Entailment Status: The API categorizes each evaluated fact under one of three entailment statuses:
- Entailed: The fact aligns with the ground truth and is correct.
- Contradicted: The fact conflicts with the ground truth, indicating inaccuracy or misleading information.
- Neutral: The fact neither supports nor contradicts the ground truth; it may be an extra, irrelevant detail or relevant but unnecessary for the correct answer.
Fact-Based Reasoning: By examining individual facts, the reasoning section offers a focused view of the response's accuracy and completeness. This enables users to pinpoint areas for improvement, such as removing incorrect statements or adding necessary details to enhance completeness and alignment.

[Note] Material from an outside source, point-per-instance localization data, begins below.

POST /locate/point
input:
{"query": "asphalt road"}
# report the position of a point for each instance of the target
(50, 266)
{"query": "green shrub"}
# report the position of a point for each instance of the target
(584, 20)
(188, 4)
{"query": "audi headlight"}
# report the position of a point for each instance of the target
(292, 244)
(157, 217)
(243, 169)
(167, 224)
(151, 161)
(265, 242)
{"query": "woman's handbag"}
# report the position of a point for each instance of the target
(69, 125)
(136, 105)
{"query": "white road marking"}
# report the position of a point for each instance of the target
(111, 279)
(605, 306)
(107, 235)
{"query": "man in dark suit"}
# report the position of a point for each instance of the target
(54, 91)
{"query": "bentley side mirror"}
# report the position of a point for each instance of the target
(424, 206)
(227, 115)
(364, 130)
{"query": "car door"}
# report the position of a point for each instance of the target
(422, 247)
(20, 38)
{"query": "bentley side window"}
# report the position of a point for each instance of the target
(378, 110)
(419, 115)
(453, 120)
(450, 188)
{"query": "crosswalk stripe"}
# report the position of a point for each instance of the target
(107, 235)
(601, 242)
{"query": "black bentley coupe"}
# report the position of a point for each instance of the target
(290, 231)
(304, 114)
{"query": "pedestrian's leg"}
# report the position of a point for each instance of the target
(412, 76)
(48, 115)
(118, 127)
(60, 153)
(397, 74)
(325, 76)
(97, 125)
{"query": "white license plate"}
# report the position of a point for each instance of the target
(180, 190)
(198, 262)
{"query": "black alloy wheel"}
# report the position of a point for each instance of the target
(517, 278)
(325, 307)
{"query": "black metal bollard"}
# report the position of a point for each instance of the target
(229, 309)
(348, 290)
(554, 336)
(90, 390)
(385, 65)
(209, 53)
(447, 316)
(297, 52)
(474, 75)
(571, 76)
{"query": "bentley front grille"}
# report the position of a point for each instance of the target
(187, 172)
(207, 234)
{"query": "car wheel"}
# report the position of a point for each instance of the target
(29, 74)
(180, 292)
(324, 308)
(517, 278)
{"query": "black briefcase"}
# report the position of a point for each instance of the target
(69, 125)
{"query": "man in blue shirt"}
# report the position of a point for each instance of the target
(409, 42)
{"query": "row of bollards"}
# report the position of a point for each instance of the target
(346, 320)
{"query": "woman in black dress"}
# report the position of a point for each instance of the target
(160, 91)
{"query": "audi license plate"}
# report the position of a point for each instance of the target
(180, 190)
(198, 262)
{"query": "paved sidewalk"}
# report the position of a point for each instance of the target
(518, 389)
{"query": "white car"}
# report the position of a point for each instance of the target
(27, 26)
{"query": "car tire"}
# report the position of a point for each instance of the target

Here’s an example entailment analysis for our evaluation:

Summary

Pinecone's Assistant API provides a comprehensive toolkit for developers to create smarter, more accurate, and customized AI applications. The Chat API now offers precise citation control, custom instructions for behavior tailoring, and metadata filtering for improved relevance. Additionally, the Evaluation API serves as a powerful tool for assessing performance. With these advancements, developers can build and refine AI assistants that deliver exceptional user experiences across diverse applications while significantly accelerating the development process for AI-powered applications.